Cost-Effective Scaling: Pay-as-You-Use Model
The pay-as-you-use model facilitated by KEDA and Cluster Autoscaler is particularly advantageous for businesses. Instead of maintaining a large, idle infrastructure to handle potential peak loads, businesses can leverage these tools to automatically scale resources up and down as needed. This leads to significant cost savings, as you only pay for the resources when they are actually in use. For AI workloads, which can be unpredictable, this model provides both flexibility and cost efficiency.
Key Components:
- KEDA: Automatically scales pods based on external metrics and events, such as the number of messages in a Kafka topic or CPU utilisation.
- Cluster Autoscaler: Adjusts the number of nodes in the cluster based on resource requirements, ensuring sufficient capacity to handle the scaled pods.
Step-by-Step
Deploying AI Workloads on Kubernetes
Your chatbot application might consist of several microservices, including a frontend service, a backend processing service, and a Kafka-based messaging system.
Setting Up KEDA for Chatbots
KEDA can monitor the number of messages in a Kafka topic to scale the chatbot processing pods accordingly. KEDA can scale your AI model pods based on custom metrics, such as the number of pending inference requests in a queue on kafka topic.
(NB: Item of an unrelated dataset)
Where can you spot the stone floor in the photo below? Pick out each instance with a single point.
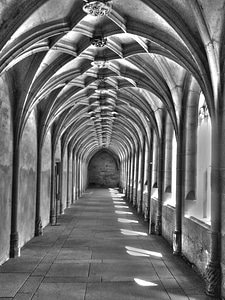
(100, 250)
apiVersion: keda.sh/v1alpha1
kind: ScaledObject
metadata:
name: ai-model-scaler
namespace: default
## To pause autoscaling you can comment the bellow annotation
# annotations:
# autoscaling.keda.sh/paused-replicas: "0"
spec:
scaleTargetRef:
kind: Deployment
name: ai-chat-service
cooldownPeriod: 300
minReplicaCount: 5
maxReplicaCount: 100
triggers:
- type: kafka
metadata:
bootstrapServers: "kafka-cluster-kafka-bootstrap.kafka.svc.cluster.local:9092"
consumerGroup: ai-chat-group
topic: ai.chatbot
lagThreshold: 10
allowIdleConsumers: true
excludePersistentLag: false
version: 3.3.2
# partitionLimitation: '1,2,10-20,31' # Default:all partitions
Configuring Cluster Autoscaler
Ensure your EKS cluster can scale nodes as needed to support the increased number of pods. And this is something you’ll be configuring while creating node groups.
apiVersion: apps/v1
kind: Deployment
metadata:
name: cluster-autoscaler
namespace: kube-system
spec:
replicas: 1
selector:
matchLabels:
app: cluster-autoscaler
template:
metadata:
labels:
app: cluster-autoscaler
spec:
containers:
- name: cluster-autoscaler
image: k8s.gcr.io/cluster-autoscaler:v1.19.1
command:
- ./cluster-autoscaler
- --v=4
- --logtostderr=true
- --cloud-provider=aws
- --skip-nodes-with-local-storage=false
- --nodes=1:10:YOUR-ASG-NAME
env:
- name: AWS_REGION
value: us-west-2
resources:
requests:
cpu: 100m
memory: 300Mi
limits:
cpu: 100m
memory: 300Mi
volumeMounts:
- name: ssl-certs
mountPath: /etc/ssl/certs/ca-certificates.crt
readOnly: true
volumes:
- name: ssl-certs
hostPath:
path: /etc/ssl/certs/ca-certificates.crt
Conclusion
Intelligent scaling with KEDA and Cluster Autoscaler on Amazon EKS allows you to handle AI workloads and chatbots efficiently, ensuring you only pay for the resources you use. This approach optimises resource utilisation, maintains performance during peak times, and minimises costs during off-peak periods. By implementing KEDA for horizontal pod autoscaling and Cluster Autoscaler for node scaling, you can build a robust, scalable, and cost-effective infrastructure for your AI and chatbot applications. Experiment with different metrics and configurations to find the optimal setup for your specific use case, and enjoy the benefits of intelligent scaling in the cloud-native era by leveraging kafka along with these kubernetes native scaling tools.